Aku menarik sebatang rokok, menyalakannya dengan gerakan terlatih. Asap pertama terasa hangat di tenggorokan, memberikan sejenak ketenangan dalam malam yang terasa terlalu penuh teka-teki. Gang ini... terasa familiar. Ada sesuatu dalam kegelapannya yang memicu kenangan samar di benakku—sesuatu yang belum bisa kupastikan, seolah-olah ingatan itu mengintip dari balik tirai, menunggu waktu yang tepat untuk muncul sepenuhnya.

Sebelum aku bisa mengkajinya lebih jauh, sesuatu menggeliat di kakiku.

Refleks, aku berhenti. Nyaris saja menginjaknya.

Seekor kucing.

Bukan sembarang kucing—seekor kucing gemuk dengan bulu hitam pekat dan mata hijau menyala, menatapku dengan intensitas yang tak lazim. Ada sesuatu dalam tatapan itu, sesuatu yang hampir...menilai. Aku mengangkat alis, memperhatikan makhluk kecil itu. Ia menggeram pelan sebelum menggesekkan tubuhnya ke kakiku, seolah menuntut perhatian.

Aku bukan pencinta hewan. Terlalu tidak terprediksi. Mereka bergerak tanpa pola yang jelas, mengikuti naluri yang tidak bisa dihitung dengan logika. Namun, kucing ini berbeda. Ada kecerdasan dalam matanya, seolah-olah ia memahami lebih banyak daripada yang seharusnya.

Lalu ia melakukan sesuatu yang lebih aneh lagi.

Kucing itu menoleh, menunjuk dengan moncongnya ke arah sebuah kantong plastik kusut yang tergeletak di sudut gang. Sekilas, kantong itu tak berbeda dari tumpukan sampah lainnya. Namun, sesuatu di dalamnya bergerak pelan, menciptakan ilusi samar di bawah cahaya neon yang redup.

Aku menghela napas, setengah bertanya-tanya apakah aku benar-benar membiarkan diriku dipandu oleh seekor kucing. Tapi naluri detektifku lebih kuat daripada keenggananku. Aku mendekati kantong itu, lalu dengan hati-hati membukanya.

Di dalamnya, terbungkus dalam kertas koran yang sudah menguning, terdapat sebuah kalung emas.

Bukan kalung biasa.

Liontin di ujungnya berbentuk kepala singa kecil, dengan mata yang terbuat dari batu ruby yang berkilauan dalam redupnya cahaya gang. Benda ini mahal, jelas bukan barang yang biasa ditemukan dalam tumpukan sampah.

Aku menatap kalung itu beberapa saat, membiarkan pikiranku menyusun kemungkinan-kemungkinan.

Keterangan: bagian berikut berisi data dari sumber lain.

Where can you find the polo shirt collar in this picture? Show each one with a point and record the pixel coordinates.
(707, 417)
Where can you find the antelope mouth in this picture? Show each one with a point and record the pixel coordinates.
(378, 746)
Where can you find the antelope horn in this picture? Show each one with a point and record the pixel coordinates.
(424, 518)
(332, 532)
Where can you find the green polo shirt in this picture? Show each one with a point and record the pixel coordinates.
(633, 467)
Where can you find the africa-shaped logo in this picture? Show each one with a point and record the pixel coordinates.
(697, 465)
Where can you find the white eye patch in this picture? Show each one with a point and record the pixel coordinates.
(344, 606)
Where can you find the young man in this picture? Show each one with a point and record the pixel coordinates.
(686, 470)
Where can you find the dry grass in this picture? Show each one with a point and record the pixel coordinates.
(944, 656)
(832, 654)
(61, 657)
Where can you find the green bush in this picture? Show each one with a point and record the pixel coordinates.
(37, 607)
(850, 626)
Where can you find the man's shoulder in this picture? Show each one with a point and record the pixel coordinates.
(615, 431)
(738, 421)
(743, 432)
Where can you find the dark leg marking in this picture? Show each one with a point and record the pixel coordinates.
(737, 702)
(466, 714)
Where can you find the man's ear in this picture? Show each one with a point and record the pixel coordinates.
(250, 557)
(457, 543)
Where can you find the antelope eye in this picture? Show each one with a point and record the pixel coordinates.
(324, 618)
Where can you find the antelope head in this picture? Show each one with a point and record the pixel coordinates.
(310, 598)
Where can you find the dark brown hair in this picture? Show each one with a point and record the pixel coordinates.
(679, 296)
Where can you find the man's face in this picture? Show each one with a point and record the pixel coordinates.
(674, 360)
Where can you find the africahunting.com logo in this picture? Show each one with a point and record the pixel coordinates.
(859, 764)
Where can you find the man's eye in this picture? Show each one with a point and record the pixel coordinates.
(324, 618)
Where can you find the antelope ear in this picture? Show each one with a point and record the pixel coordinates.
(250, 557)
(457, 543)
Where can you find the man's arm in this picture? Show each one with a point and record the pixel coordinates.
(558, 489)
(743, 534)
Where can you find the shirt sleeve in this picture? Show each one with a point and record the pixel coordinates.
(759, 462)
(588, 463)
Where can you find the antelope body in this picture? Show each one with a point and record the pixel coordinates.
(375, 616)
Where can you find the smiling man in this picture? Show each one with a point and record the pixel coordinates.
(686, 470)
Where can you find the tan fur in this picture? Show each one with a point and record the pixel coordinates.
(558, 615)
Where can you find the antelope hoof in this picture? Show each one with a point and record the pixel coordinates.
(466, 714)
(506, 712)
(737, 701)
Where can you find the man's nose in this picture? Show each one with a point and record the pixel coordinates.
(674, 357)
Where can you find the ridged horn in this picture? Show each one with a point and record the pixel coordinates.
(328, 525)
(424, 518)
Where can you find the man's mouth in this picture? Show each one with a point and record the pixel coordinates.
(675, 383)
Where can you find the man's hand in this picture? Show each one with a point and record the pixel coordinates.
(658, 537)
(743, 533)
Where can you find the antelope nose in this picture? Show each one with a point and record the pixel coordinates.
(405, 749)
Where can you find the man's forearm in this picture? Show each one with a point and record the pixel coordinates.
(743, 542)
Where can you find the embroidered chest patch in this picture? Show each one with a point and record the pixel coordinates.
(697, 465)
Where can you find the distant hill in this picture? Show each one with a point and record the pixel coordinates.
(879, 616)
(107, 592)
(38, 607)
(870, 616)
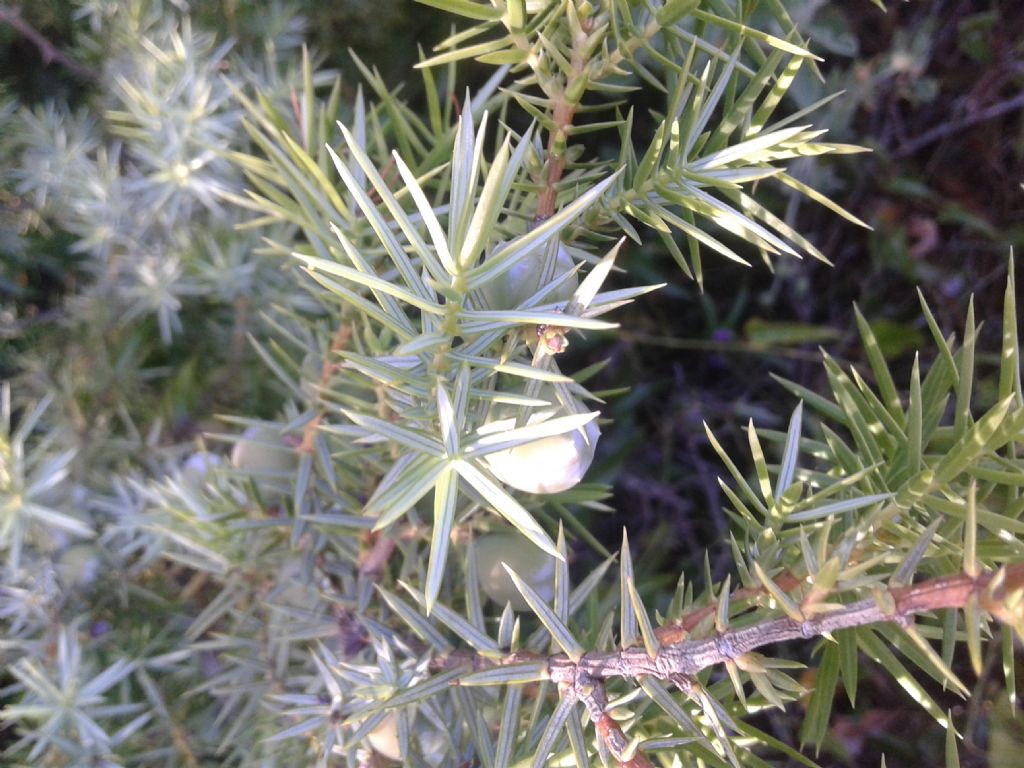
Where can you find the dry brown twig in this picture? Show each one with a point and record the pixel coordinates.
(679, 659)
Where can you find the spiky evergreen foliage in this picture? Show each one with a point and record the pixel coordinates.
(314, 594)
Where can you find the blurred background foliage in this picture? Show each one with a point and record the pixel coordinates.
(935, 89)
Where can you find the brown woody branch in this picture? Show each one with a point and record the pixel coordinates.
(897, 605)
(678, 660)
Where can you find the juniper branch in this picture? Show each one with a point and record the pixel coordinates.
(998, 593)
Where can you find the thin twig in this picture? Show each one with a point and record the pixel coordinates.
(47, 50)
(338, 344)
(947, 129)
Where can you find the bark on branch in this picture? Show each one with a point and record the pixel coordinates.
(999, 594)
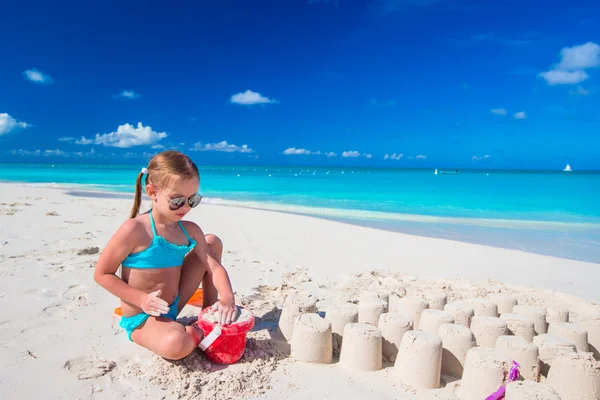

Di kakiku, kucing itu mengeong pelan. Hampir seperti sebuah peringatan.

Aku menghela napas, memasukkan kalung itu ke dalam sakuku. Petunjuk? Atau sekadar kebetulan? Entahlah.

Aku berjongkok, menatap kucing itu lekat-lekat.

"Kau mau apa sebenarnya?" tanyaku, separuh bercanda.

Si kucing hanya mendengkur, tampak puas, lalu dengan lompatan ringan, ia menghilang ke atas tembok dan lenyap dalam kegelapan.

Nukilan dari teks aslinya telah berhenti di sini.